Her biggest break so far has been .Paak’s blockbusting ‘Malibu’, where she boasts production credits and cowrote two songs (including the sumptuously trippy ‘Parking Lot’). But if you’re expecting Farewell’s solo debut ‘Sweet Company’ to sound anything at all like the kitchen-sink maximalism of ‘Malibu’, you’re in for a pleasantly odd surprise. Short at 27 minutes and sweet like its title, ‘Sweet Company’ makes a virtue of simplicity, building disarmingly straightforward songs around a few synths, some unexotic beats, and Farewell’s unassuming vocals. The result is often so whimsical that it’s hard to tell whether Farewell is performing sincerely or with her tongue firmly in her cheek.

As with a lot of indie pop, the truth seems to lie somewhere in between those extremes – and it’s a welcoming album in that sense, openly encouraging whatever kind of enjoyment seems appropriate. The title track, for instance, is funny (ha-ha, but also peculiar in a way): it’s saccharine and awkwardly slow, with a guitar solo that pulls out every clichéd stop from arpeggios to a nice harmony bit at the end. But as with all good pastiche, it succeeds by being both an exaggeration of its own style and a genuinely well-executed example of it. The tune is both childish and catchy. Farewell’s voice is softly likeable, like a nostalgic treat you’re ashamed to enjoy. Even that guitar solo revels in its own uncoolness.

This is a fine balance, and one which the album sometimes loses. When this happens, it’s largely down to production decisions: Farewell is clearly adept at drawing on her influences for a sound that’s greater than the sum of its parts, but seems reluctant at times to give her own vocals the place they deserve. ‘Believe Me’ is a lovely song with a hazy trip-hop feel, but Farewell’s curiously muffled voice doesn’t sit as comfortably in the mix as it could. ‘H.W.’ also has some dodgy vocal processing going on – rather than adding colour to the music, it acts as a barrier to intimacy, and distracts from the laid-back, neo-soul vibe Farewell seems to be aiming for.

This is a shame, as Vicky Farewell is a fab songwriter, with a knack for penning traditional pop melodies that burrow their way into your brain and playfully roll about in there like a handful of marbles. ‘Kakashi (All Of The Time)’ is a brilliantly bright love song, and the album’s most focused ray of sunshine.

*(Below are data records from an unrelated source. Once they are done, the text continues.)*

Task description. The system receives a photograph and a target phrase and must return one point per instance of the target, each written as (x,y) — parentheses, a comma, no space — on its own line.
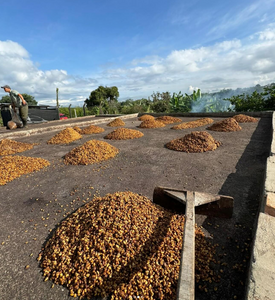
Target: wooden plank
(177,195)
(186,284)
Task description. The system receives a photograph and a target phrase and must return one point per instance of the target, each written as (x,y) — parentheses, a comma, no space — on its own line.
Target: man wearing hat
(17,100)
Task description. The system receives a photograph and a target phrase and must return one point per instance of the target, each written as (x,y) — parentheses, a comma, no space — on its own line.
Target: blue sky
(139,46)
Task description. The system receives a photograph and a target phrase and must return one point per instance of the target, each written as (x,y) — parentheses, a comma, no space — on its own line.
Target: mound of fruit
(146,117)
(151,124)
(90,152)
(8,147)
(196,141)
(116,123)
(193,124)
(168,119)
(122,246)
(12,167)
(92,129)
(124,134)
(226,125)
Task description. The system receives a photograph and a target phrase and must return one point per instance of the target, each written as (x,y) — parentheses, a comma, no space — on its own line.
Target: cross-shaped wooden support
(191,202)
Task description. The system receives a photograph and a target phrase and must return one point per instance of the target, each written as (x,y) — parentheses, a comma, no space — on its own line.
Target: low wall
(261,279)
(259,114)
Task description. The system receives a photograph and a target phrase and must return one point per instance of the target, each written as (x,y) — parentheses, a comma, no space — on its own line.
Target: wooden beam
(186,284)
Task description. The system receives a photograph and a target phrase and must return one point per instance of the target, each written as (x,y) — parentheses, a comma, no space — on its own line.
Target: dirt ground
(32,205)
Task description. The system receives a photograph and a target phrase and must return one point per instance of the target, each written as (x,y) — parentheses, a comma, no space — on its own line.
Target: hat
(5,86)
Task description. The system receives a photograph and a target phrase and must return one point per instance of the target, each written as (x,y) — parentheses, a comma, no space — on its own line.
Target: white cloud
(229,64)
(24,75)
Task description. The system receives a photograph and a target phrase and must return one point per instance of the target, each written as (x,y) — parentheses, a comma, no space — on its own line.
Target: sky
(139,46)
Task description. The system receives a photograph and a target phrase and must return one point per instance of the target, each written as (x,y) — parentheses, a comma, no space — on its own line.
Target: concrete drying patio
(34,204)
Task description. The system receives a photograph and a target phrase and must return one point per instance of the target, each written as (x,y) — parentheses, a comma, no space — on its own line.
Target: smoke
(211,104)
(215,102)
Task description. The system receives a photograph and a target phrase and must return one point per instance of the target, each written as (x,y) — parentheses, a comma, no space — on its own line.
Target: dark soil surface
(34,204)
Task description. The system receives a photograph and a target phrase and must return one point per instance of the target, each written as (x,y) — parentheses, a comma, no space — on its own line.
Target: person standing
(17,100)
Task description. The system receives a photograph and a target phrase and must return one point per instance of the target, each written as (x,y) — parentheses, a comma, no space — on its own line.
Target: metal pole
(57,104)
(70,111)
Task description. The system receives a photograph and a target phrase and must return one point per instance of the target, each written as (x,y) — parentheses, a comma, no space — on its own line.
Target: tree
(160,101)
(30,99)
(102,96)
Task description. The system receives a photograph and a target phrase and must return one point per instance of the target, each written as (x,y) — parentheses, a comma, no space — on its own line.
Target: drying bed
(33,205)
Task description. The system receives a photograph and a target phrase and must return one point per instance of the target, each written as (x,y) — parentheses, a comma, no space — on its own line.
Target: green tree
(30,99)
(160,101)
(256,101)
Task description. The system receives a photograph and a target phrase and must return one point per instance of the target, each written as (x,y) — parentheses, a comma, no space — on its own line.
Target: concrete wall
(261,280)
(259,114)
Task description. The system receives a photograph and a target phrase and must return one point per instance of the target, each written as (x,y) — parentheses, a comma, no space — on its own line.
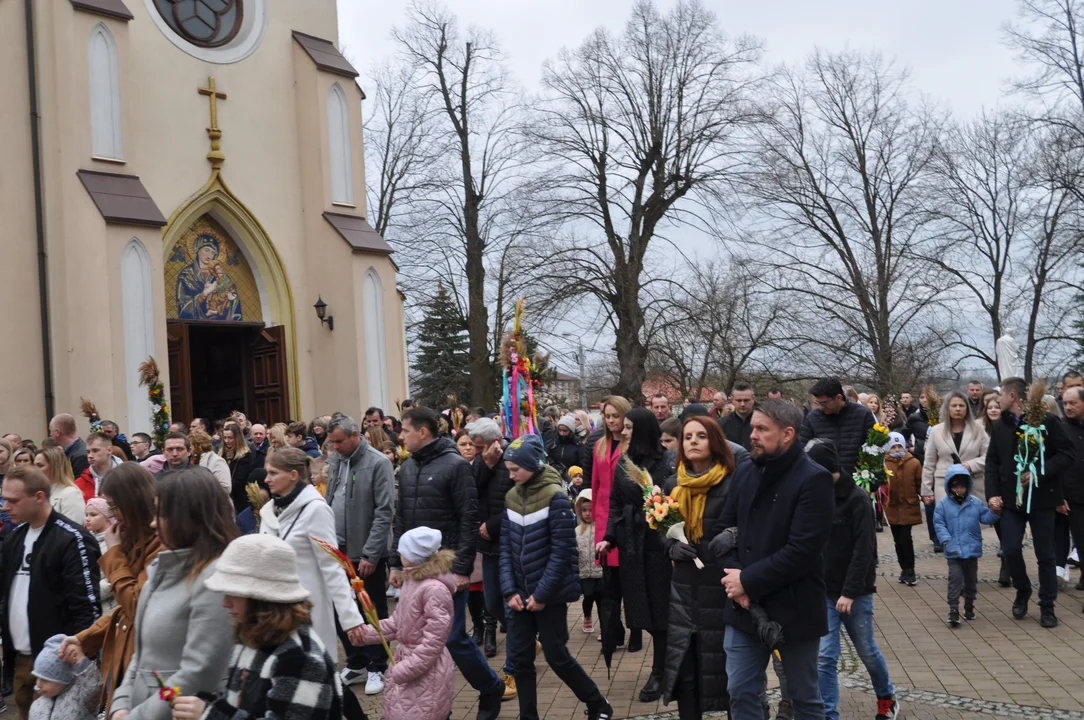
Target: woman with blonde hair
(65,497)
(605,447)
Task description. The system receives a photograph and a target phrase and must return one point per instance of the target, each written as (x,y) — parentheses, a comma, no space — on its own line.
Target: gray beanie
(49,666)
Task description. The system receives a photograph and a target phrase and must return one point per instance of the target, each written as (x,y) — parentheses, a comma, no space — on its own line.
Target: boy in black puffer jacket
(540,576)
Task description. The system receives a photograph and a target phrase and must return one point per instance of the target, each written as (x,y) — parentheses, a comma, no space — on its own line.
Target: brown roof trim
(121,198)
(325,54)
(359,233)
(108,8)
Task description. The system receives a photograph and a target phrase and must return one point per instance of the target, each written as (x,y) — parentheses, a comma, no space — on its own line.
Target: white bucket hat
(259,567)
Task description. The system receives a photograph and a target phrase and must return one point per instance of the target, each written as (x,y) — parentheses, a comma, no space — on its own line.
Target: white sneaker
(375,684)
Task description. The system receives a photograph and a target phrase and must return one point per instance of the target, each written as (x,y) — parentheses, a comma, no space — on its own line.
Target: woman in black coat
(645,567)
(696,661)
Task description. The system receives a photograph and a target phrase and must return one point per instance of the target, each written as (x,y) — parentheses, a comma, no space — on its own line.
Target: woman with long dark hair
(132,545)
(181,630)
(604,455)
(696,663)
(645,566)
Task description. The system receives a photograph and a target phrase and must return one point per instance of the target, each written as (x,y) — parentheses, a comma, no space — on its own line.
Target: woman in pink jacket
(421,683)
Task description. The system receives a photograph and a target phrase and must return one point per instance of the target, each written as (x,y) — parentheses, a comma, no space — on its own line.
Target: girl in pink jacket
(421,683)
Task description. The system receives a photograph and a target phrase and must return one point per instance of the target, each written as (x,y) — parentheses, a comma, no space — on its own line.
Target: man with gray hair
(782,503)
(493,483)
(361,486)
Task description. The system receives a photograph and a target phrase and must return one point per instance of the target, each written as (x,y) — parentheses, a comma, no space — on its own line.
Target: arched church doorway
(226,351)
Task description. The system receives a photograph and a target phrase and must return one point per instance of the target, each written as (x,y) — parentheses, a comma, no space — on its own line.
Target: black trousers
(904,547)
(371,657)
(551,627)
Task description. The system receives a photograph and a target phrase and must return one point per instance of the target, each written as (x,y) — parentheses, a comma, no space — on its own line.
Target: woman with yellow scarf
(696,663)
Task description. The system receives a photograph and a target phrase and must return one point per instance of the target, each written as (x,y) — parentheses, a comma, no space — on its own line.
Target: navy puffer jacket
(539,555)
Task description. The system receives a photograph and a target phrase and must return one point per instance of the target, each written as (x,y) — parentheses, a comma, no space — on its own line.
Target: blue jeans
(746,669)
(466,655)
(1042,536)
(860,627)
(495,603)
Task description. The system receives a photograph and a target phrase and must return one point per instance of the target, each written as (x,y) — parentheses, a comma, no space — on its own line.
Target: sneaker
(351,677)
(1020,604)
(1047,619)
(375,683)
(510,688)
(604,711)
(888,708)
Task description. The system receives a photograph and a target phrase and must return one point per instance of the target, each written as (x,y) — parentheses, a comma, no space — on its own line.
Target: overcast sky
(954,48)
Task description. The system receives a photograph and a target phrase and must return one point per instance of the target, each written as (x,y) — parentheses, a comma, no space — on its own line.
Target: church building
(184,180)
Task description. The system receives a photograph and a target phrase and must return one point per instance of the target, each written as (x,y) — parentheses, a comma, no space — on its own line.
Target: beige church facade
(193,185)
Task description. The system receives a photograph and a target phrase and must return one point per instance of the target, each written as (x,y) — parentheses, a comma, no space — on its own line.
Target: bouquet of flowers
(1031,441)
(869,470)
(359,589)
(932,406)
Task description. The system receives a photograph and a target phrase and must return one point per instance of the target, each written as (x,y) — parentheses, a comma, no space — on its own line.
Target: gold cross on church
(214,131)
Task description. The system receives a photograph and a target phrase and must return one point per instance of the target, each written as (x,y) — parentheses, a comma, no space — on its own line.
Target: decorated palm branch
(359,589)
(1031,441)
(519,381)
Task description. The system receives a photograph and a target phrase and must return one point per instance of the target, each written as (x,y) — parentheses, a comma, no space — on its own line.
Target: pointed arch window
(105,124)
(338,146)
(376,356)
(137,292)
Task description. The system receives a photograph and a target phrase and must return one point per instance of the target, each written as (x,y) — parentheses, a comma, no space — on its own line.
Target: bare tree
(633,129)
(1003,233)
(721,322)
(475,99)
(837,178)
(400,145)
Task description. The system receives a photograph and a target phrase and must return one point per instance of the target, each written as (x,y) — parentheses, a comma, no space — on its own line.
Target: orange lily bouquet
(359,589)
(166,693)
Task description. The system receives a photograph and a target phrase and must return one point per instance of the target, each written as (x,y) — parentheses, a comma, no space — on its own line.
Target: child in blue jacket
(956,521)
(540,576)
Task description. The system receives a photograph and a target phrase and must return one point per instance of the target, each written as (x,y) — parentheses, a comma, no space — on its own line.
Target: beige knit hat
(259,567)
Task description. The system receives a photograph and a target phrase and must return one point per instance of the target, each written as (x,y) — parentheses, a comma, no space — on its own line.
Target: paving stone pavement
(994,667)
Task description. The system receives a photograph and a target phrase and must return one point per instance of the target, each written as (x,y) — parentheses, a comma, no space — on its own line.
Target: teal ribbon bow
(1027,459)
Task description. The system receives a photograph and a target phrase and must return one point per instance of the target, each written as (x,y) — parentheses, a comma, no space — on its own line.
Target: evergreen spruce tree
(442,358)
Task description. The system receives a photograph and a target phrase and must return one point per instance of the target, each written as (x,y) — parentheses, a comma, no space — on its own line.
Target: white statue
(1008,358)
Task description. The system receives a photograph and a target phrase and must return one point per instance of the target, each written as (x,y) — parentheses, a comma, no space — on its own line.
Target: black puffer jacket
(697,599)
(645,566)
(64,582)
(492,485)
(1072,477)
(848,429)
(1001,464)
(437,490)
(850,557)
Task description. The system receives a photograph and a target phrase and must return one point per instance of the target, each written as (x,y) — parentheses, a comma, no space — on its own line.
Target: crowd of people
(193,580)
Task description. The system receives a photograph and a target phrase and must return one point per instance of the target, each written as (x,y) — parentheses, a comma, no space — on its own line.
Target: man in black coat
(840,421)
(782,503)
(437,490)
(49,578)
(492,483)
(850,566)
(1072,478)
(737,425)
(1036,502)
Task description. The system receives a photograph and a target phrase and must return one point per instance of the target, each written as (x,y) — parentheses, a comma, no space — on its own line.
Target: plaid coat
(295,681)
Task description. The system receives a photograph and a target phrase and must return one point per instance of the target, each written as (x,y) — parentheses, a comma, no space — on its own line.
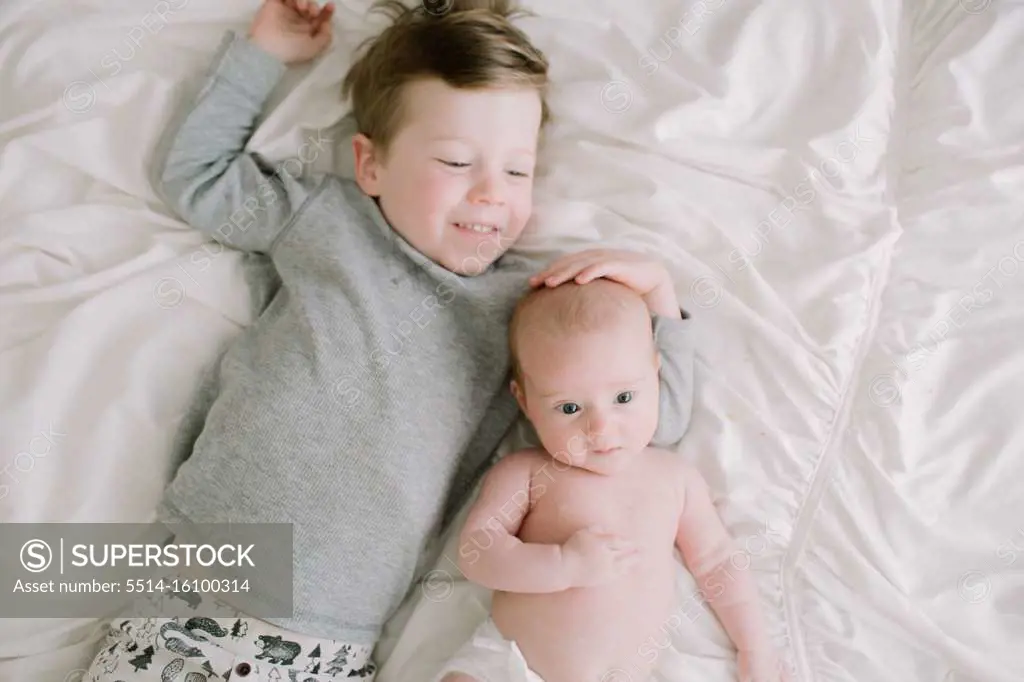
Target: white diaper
(489,657)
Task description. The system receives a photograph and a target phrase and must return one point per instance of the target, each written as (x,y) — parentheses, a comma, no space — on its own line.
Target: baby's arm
(707,548)
(489,553)
(208,177)
(492,555)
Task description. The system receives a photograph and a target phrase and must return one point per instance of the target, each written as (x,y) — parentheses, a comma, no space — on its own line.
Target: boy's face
(593,397)
(457,181)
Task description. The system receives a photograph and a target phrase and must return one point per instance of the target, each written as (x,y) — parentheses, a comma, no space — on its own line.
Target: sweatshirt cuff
(249,69)
(674,335)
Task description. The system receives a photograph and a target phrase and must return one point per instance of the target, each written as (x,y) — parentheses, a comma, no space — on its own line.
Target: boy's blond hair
(470,44)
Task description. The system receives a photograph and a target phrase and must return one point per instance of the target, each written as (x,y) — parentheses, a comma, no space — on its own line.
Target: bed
(837,187)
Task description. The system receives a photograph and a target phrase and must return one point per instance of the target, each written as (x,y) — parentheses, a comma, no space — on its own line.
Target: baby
(578,541)
(372,391)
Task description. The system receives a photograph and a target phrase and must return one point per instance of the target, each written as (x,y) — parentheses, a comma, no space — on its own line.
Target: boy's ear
(367,162)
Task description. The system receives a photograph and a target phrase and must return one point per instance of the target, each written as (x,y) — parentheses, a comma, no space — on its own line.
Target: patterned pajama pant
(230,646)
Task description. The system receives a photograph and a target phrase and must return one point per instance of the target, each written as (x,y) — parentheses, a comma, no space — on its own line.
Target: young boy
(372,391)
(577,538)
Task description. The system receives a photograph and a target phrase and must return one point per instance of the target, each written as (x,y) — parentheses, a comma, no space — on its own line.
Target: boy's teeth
(476,227)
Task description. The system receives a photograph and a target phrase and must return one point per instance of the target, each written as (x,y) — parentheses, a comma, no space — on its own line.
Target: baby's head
(585,372)
(450,107)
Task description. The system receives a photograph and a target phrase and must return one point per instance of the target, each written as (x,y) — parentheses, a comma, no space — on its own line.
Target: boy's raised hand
(643,274)
(293,31)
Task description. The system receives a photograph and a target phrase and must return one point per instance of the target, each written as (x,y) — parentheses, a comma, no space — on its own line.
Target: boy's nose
(488,189)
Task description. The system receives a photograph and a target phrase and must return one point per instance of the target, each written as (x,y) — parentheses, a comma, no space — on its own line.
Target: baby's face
(458,179)
(592,396)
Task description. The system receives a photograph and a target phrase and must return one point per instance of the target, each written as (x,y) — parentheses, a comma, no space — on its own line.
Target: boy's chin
(466,265)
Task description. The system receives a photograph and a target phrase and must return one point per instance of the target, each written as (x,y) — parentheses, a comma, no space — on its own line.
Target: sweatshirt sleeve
(676,347)
(208,178)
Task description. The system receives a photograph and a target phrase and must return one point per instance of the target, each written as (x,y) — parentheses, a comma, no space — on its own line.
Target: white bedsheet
(838,188)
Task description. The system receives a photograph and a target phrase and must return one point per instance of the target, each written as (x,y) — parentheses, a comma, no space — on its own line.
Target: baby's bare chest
(642,506)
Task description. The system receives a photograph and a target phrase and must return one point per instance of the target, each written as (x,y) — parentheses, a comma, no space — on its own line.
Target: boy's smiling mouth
(479,227)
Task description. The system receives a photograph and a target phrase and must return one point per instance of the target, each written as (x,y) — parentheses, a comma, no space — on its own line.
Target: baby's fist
(593,557)
(293,31)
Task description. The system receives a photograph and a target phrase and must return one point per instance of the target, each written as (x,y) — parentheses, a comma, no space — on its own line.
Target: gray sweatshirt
(372,391)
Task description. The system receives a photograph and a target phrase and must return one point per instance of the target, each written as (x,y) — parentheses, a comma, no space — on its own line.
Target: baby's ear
(517,392)
(366,164)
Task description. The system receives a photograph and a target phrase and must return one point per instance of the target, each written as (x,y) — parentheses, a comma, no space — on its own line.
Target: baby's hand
(761,667)
(293,31)
(644,274)
(594,557)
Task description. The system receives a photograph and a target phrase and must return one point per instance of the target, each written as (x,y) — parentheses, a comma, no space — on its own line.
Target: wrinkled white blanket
(836,186)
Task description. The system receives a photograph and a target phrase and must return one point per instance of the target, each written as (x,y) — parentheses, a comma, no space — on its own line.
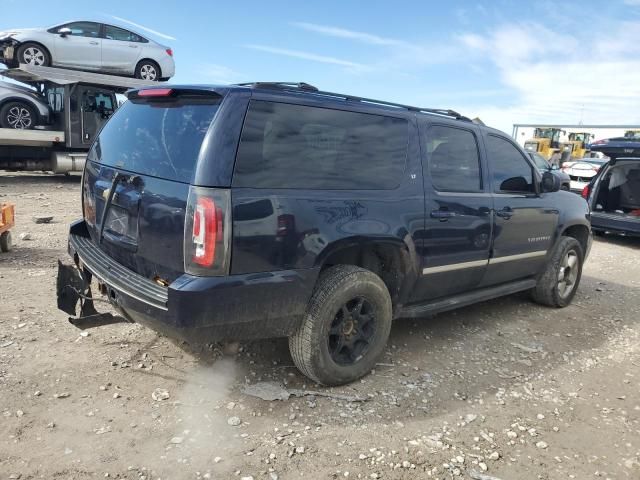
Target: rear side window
(454,163)
(84,29)
(511,171)
(293,146)
(115,33)
(160,139)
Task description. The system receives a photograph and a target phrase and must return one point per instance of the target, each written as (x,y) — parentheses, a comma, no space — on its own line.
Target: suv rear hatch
(136,184)
(616,197)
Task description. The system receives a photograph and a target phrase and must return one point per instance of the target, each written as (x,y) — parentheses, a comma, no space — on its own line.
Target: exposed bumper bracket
(74,286)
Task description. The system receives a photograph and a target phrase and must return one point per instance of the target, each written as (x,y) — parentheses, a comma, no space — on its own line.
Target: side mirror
(550,182)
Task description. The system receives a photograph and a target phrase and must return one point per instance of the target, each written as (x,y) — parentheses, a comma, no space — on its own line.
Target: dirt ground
(505,388)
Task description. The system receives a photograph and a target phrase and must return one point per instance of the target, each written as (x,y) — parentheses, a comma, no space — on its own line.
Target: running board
(469,298)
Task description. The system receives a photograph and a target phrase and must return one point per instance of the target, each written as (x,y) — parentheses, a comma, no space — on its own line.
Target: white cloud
(308,56)
(562,78)
(146,29)
(221,74)
(349,34)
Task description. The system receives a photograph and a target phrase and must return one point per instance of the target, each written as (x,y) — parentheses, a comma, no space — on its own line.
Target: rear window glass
(157,139)
(294,146)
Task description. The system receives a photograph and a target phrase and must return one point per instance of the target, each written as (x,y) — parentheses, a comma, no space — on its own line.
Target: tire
(329,347)
(148,70)
(18,115)
(558,284)
(5,242)
(33,54)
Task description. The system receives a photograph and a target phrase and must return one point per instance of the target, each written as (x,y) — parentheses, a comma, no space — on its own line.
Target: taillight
(207,232)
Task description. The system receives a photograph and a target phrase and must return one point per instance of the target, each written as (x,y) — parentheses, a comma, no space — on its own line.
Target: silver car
(91,46)
(21,107)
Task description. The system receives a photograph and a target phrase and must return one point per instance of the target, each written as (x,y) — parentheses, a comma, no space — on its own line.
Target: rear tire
(5,242)
(148,70)
(33,54)
(345,327)
(18,115)
(558,284)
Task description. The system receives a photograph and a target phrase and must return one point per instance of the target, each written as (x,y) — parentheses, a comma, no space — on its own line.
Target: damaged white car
(90,46)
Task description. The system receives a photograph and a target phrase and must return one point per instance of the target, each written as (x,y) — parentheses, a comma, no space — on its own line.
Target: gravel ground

And the closing track, ‘Get Me’, lingers long after its three-minute runtime is up – like so much of ‘Sweet Company’, it’s somehow both disarmingly familiar and wonderfully new. It’s possible that Farewell’s testing the waters a little with ‘Sweet Company’, which is more the length of an EP than a full-length album; if that’s the case, she’s certainly one to watch.